Alberto Lucas Vicente, ICS, Universidad de Navarra
El debate silencioso en torno al aborto
El camino del saber es tortuoso; no es nada nuevo. Sin embargo, contra la creencia común, la principal dificultad de las constantes curvas no se encuentra en que alargan la distancia hacia la meta, sino en la falta de perspectiva que provocan.
Ante la polémica generada en nuestros días por la reforma de la Ley del aborto, recuerdo que una de mis mejores maestras del colegio solía insistirnos en que no confundiéramos las churras con las merinas. En aquel entonces, empleando la analogía (que es la forma más primitiva de aprendizaje), imaginaba una docena de churros enfrentada a Las meninas, de Velázquez: no podía compararse "hacer un churro" de dibujo con pintar una obra de arte. Me faltaba perspectiva. En el mundo industrializado actual, se va popularizando cada vez más la versión más vulgar (más como aquellos churros) del refrán: una que habla de no confundir la velocidad con el tocino. A pesar de lo prosaico de la expresión, el contenido permanece intacto y traduce un principio científico básico: toda comparación requiere una base común; no se puede mezclar.
En un interesante artículo de Jordi Soler, el escritor se lamentaba de que en la sociedad hiperactiva de nuestro tiempo se ha perdido el silencio reflexivo. Pero, como en el caso de las ovejas, existen varios tipos de silencio. Todos ellos ―en el poema de Neruda, en una película de Antonioni o en un concurrido ascensor― son significativos. En ese abanico taciturno, tan silencio es la ausencia de sonido como la omisión de palabras, aquello que se calla porque no puede o no quiere decirse.

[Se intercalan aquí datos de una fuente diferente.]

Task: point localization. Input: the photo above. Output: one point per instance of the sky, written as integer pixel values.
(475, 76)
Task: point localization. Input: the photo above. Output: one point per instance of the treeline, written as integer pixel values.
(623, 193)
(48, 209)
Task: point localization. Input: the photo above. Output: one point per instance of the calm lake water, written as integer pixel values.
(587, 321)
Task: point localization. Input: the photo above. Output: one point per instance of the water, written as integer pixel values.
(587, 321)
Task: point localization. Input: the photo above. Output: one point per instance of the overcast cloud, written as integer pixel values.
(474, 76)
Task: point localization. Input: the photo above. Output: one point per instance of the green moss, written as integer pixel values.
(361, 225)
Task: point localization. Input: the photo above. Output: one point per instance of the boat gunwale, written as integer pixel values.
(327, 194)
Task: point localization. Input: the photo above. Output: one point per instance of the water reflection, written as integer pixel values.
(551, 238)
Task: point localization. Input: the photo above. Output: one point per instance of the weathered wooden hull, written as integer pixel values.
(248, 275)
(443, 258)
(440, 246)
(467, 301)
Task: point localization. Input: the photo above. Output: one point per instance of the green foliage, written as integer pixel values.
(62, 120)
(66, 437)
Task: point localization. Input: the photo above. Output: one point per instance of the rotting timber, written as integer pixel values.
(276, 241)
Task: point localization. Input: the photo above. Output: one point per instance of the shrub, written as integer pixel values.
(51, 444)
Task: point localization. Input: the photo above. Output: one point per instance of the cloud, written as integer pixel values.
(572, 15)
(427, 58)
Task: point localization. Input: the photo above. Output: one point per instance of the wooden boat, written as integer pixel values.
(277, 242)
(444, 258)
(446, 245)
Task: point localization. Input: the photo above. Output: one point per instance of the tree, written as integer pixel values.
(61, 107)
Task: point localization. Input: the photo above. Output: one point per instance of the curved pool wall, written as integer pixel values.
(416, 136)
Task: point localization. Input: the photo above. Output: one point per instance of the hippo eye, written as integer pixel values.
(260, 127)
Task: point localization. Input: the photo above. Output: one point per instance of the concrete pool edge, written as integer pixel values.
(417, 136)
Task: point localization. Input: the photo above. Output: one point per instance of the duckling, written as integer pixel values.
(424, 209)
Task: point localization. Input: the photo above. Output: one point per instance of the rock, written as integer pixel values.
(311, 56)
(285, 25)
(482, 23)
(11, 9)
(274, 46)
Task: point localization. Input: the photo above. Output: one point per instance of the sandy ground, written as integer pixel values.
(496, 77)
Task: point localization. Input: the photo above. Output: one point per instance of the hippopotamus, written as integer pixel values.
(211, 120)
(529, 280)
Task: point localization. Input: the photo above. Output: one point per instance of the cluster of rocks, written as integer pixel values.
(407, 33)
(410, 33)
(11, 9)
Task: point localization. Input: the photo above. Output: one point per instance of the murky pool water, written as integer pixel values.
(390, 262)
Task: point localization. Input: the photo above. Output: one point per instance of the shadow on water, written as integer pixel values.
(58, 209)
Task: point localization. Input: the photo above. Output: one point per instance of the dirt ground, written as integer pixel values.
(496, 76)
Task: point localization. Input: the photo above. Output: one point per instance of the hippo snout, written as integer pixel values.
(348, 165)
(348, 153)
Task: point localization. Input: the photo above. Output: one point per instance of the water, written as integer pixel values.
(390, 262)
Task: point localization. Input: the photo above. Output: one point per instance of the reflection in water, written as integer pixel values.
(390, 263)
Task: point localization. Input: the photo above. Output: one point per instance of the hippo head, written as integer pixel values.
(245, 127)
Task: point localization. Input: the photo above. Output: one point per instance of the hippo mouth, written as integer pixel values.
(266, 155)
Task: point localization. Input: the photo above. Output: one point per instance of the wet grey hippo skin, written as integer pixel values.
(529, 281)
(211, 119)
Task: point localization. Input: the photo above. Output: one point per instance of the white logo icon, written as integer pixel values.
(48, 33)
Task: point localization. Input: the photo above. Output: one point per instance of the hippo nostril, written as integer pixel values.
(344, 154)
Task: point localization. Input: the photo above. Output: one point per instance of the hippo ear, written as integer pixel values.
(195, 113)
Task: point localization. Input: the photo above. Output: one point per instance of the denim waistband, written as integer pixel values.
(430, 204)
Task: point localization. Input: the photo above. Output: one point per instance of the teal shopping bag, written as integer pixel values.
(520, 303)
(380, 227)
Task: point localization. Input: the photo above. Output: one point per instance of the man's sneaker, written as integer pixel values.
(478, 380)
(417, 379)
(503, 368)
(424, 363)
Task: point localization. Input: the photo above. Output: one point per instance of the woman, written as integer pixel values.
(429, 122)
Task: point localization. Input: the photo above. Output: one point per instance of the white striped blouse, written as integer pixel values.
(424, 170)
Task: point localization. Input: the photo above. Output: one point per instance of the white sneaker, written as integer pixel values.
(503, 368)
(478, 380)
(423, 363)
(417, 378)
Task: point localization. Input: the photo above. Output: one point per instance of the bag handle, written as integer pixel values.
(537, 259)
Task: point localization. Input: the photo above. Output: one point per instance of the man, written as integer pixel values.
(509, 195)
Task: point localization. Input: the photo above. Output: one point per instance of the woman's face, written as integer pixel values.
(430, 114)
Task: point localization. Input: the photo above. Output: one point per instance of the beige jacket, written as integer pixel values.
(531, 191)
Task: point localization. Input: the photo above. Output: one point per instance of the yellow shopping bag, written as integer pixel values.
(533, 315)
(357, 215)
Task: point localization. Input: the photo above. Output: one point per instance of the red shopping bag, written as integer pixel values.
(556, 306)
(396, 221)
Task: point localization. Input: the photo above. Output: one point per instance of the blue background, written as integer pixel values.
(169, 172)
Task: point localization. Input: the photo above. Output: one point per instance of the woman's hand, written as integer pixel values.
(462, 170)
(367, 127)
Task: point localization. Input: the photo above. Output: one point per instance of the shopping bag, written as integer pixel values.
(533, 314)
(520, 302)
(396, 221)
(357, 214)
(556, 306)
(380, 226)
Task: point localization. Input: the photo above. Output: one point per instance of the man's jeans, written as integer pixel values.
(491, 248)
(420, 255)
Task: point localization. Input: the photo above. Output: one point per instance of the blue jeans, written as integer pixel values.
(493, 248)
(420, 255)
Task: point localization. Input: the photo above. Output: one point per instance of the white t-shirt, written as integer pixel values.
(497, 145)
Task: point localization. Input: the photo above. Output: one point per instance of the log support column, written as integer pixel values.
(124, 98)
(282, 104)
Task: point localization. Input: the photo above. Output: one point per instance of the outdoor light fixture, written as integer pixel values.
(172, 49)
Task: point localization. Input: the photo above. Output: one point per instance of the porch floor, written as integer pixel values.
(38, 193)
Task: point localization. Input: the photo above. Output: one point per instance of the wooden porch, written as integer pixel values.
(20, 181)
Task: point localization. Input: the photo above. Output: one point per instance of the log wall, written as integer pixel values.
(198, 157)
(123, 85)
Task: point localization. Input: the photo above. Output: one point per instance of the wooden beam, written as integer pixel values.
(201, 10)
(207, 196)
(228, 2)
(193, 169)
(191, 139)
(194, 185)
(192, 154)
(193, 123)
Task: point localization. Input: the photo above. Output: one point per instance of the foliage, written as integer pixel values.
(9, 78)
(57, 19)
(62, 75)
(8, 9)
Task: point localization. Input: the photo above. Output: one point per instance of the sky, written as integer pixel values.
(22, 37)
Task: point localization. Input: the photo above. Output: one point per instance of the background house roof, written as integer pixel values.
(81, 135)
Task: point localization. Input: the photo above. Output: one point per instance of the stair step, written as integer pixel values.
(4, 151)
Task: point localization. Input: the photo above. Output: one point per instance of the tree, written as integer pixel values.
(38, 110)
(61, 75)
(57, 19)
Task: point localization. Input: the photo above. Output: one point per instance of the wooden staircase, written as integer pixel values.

Hace unos días, en la sesión de control al Gobierno, la portavoz socialista Elena Valenciano recriminaba al ministro de Justicia que antepusiera los derechos "del no nacido" a los de la mujer. Gallardón argumentaba, en respuesta y contraataque, que si ella ahora ejercía la defensa de sus propios derechos frente a los de "un concebido o no nacido", nada impediría que en otra legisación lo hiciese frente a "una persona efectivamente nacida". Llama la atención que en ambos casos se refieran al embrión, o al feto, a través de una calificación, omitiendo el sustantivo que se califica, ese sujeto o individuo "no nacido", "concebido". Mientras, se insiste en apelar al consenso.
La disputa recuerda a otra, narrada por el Arcipreste de Hita, entre griegos y romanos. En aquel caso, la falta de un idioma en común provocaba un debate absurdo a través de señas manuales, de cuya dispar interpretación nacía la comicidad del relato. Tras las omisiones de Valenciano y Gallardón se esconde también una diferencia de idioma, una distinta interpretación de los signos (de los silencios) que en este caso no resulta cómica.
En el largo (y tortuoso) debate que enmarca esos silencios, hace tiempo que se perdió la perspectiva. Conviene subir a una colina ―o asomarse a Google Maps, más acorde con los tiempos― para analizar el verdadero problema, para verlo en toda su dimensión. Y es que de lo que de verdad se discute no es de lo que se dice, sino de lo que se calla: de una concepción antropológica, de los fundamentos de toda ética. Si, al callar, hablamos (llenando de sentido la omisión) de un ser humano ―una "persona", dice el ministro para referirse a los nacidos―, la solución es clara, pues para todo ser humano es inalienable su derecho a la vida. Las preguntas del debate se tornan entonces algo diferentes: ¿Qué es un ser humano, un mero conjunto de células, pura materia, una feliz y efímera coincidencia evolutiva? ¿Es el bien una pura convención, una imposición social? ¿Son la experiencia estética, la sensibilidad artística, el razonamiento filosófico una mera conexión eléctrica intracraneal? ¿Es imprescindible respirar con los pulmones, tener un corazón autónomo o una mente autoconsciente, o capaz de complicados razonamientos lógicos, para tener dignidad humana?
La solución a estas preguntas conlleva importantes dilemas éticos y el silencio resulta más cómodo, más políticamente correcto; pero es imprescindible responderlas. Para saber si algo está bien, si algo es bello, si es bueno, antes hay que ponerse de acuerdo en lo que es el bien, la belleza y la bondad. Es complicado comparar la velocidad y el tocino, porque en nuestra sociedad plural son muy pocas las asunciones compartidas sobre las que establecer el verdadero diálogo, sobre las que aspirar al consenso. La salida fácil, entonces, es callar, esconder lo fundamental tras enrevesados circunloquios y forzadas elipsis.
Lo que de verdad importa está, por tanto, en los silencios. Todo lo demás, como dijo el célebre dramaturgo, son solo palabras, palabras, palabras.